The fee structure and other usage guidelines for the building are still to be determined. Green said the gymnasium is nearly ready for use, barring the installation of covers for thermostats and wall fixtures. 


"Right now, that is the one primary thing that is keeping us from being able to really allow use of that gymnasium," he said. "They're on order. They're being paid attention to as soon as we can get those in and get those secured. The risk of damage to those and against substantial cost in money, I think is too much." 


Green said even when cover installs are complete, he thinks it would be best to not open the facility for public use until the weather is better. He said facilities staff needs time to adjust to maintaining the building, which would be hard when they have other town buildings to manage. 


"They haven't been going over to memorial at all during inclement weather because the building is not open to the public," he said. "So if we were to open that building, let's say those cages come in tomorrow and we put those up, I would still not necessarily recommend that we do that." 


Additionally, Green said the town has to complete the work necessary to secure parts of the building from public access. He said this is necessary to prevent those using the building from entering the private development spaces. 


"We have a developer who is negotiating with the town to develop it," he said. "And we want to make sure that we have the ability to keep anyone who is using the building out of those spaces. So that's ongoing, almost complete." 


The auditorium, Green said, is one area of the building that is not currently ready for public use. He said the use of the auditorium is pending an update on its heating, ventilation and air-conditioning systems. 

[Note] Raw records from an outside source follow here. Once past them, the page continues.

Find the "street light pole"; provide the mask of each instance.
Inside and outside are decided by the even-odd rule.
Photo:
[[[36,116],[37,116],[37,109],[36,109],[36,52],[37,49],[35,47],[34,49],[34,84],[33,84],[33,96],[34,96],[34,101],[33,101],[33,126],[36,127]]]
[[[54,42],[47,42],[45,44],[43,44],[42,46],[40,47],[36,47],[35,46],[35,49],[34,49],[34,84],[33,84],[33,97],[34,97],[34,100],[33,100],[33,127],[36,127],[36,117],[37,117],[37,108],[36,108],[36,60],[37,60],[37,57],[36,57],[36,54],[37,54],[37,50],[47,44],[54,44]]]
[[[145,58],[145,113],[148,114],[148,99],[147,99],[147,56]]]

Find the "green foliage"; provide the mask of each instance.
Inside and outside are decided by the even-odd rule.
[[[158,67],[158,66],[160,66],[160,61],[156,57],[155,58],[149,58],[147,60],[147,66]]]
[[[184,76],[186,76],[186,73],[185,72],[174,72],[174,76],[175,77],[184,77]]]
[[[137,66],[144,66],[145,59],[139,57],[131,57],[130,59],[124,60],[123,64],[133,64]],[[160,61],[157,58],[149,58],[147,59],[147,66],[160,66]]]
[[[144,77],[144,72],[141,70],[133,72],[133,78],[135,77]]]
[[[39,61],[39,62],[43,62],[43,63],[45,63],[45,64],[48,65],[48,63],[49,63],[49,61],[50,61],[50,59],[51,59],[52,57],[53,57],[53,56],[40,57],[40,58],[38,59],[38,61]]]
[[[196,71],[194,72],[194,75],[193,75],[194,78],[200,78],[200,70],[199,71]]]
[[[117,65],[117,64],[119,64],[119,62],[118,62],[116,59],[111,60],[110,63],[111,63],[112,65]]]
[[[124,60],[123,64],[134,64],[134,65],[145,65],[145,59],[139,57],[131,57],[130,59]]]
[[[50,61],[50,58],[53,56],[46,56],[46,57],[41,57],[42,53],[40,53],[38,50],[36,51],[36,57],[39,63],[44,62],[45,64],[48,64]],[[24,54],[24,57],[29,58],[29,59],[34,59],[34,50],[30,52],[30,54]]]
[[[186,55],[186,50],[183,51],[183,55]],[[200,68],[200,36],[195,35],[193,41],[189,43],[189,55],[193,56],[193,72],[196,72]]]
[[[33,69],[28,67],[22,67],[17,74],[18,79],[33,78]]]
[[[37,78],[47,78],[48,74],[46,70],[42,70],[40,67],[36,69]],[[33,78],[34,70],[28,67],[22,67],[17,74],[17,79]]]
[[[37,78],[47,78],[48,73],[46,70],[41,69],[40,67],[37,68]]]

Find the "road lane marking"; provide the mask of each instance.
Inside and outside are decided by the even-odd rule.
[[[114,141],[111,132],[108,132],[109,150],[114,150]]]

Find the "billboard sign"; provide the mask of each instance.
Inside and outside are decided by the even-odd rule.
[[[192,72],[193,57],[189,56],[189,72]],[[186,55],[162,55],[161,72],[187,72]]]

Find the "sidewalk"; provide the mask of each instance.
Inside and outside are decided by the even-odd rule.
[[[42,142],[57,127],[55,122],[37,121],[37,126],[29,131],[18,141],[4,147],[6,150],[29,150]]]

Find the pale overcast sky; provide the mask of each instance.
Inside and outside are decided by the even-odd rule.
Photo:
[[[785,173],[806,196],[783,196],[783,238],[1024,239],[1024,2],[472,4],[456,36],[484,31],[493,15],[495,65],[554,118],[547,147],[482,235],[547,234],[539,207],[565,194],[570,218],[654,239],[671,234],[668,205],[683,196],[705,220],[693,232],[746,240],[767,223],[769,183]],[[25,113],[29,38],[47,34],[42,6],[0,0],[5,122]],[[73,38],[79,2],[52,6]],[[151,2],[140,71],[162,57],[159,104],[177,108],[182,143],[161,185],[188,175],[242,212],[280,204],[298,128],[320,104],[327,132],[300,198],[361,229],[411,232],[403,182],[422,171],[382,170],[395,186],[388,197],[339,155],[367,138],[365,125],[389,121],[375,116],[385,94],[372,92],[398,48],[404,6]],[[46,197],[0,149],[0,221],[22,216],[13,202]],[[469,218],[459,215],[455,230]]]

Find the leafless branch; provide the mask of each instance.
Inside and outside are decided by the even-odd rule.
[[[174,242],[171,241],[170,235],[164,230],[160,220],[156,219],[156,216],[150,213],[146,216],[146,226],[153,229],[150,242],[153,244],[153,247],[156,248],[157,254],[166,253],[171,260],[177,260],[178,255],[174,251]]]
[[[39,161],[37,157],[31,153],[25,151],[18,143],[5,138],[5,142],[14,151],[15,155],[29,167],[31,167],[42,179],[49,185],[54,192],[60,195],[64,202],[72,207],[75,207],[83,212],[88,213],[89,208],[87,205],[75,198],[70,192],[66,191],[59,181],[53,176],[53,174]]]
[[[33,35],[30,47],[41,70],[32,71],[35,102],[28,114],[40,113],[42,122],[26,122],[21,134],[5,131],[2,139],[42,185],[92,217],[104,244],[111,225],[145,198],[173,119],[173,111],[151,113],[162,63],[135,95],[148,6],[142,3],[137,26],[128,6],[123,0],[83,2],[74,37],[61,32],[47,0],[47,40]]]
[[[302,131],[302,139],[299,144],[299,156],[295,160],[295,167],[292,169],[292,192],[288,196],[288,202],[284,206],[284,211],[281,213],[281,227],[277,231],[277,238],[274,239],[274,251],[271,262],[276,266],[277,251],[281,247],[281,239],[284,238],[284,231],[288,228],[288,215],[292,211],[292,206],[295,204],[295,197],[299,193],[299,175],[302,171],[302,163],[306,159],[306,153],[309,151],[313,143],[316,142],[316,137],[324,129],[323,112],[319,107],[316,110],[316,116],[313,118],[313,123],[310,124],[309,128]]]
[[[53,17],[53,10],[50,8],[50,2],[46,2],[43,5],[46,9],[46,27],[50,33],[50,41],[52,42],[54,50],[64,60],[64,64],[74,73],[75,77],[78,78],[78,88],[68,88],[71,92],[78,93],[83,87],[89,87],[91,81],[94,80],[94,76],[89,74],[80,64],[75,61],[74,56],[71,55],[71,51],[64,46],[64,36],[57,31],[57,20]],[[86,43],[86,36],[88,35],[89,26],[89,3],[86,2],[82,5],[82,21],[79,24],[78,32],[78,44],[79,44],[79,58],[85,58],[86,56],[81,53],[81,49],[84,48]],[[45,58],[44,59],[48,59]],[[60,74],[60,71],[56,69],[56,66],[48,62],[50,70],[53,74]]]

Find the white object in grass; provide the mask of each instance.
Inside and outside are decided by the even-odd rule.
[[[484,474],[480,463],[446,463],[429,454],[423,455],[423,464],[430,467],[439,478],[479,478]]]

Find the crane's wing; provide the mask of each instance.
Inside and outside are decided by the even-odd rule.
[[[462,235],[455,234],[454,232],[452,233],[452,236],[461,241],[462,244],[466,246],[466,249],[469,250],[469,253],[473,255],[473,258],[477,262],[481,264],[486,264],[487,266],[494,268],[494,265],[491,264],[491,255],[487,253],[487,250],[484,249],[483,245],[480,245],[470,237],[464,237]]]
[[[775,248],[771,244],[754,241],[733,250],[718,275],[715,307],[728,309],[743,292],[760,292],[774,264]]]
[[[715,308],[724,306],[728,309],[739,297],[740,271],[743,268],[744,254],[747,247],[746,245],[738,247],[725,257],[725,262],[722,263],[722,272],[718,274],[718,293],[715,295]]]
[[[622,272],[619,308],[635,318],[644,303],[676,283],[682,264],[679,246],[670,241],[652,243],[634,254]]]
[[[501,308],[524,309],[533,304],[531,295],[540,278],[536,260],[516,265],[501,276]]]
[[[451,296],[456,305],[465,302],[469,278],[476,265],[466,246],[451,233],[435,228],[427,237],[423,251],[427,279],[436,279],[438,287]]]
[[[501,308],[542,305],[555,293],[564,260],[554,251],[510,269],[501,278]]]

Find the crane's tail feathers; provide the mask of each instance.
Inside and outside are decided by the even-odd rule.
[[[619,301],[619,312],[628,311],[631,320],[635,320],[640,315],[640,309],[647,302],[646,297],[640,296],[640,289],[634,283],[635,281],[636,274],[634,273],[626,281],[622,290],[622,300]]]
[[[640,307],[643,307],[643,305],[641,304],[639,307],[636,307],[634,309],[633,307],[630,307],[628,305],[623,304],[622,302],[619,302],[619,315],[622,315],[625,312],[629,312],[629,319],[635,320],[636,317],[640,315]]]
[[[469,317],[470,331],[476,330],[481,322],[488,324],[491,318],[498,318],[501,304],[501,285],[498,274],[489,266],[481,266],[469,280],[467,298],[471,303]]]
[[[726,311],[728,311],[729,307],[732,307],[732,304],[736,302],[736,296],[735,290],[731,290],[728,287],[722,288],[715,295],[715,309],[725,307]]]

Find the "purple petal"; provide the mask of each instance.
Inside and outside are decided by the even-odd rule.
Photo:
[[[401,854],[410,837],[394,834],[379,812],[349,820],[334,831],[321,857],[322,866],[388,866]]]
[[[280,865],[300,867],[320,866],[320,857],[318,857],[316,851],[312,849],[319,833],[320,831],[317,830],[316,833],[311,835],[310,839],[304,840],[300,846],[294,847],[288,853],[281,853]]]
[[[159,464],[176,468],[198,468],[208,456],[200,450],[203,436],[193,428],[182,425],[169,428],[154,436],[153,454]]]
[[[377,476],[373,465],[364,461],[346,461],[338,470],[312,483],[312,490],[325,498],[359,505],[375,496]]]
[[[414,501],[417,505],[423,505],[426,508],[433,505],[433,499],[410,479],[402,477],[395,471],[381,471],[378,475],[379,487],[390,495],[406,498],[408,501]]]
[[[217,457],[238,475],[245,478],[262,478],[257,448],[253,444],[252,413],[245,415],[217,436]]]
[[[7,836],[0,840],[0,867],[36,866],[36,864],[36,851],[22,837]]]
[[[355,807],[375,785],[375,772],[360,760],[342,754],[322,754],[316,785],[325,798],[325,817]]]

"The auditorium does not have HVAC," he said. "It is not air-conditioned, it is not heated because the original heating plant for the building has been decommissioned. So that is a future capital project for the town to come up with a plan to provide the same air conditioning heat that the lobby, gymnasium and Council on Aging function spaces have." 


Green said coming up with use guidelines and a schedule for the building will be a significant priority once it is opened for public use again. He said the town needs to work with the COA and others using the building to keep the facility organized and ready for whoever needs to use it. 


"If they know the building is going to be used that evening for basketball practice or something, they're going to have to clean their stuff up," he said. "So it'll just require some day-to-day management."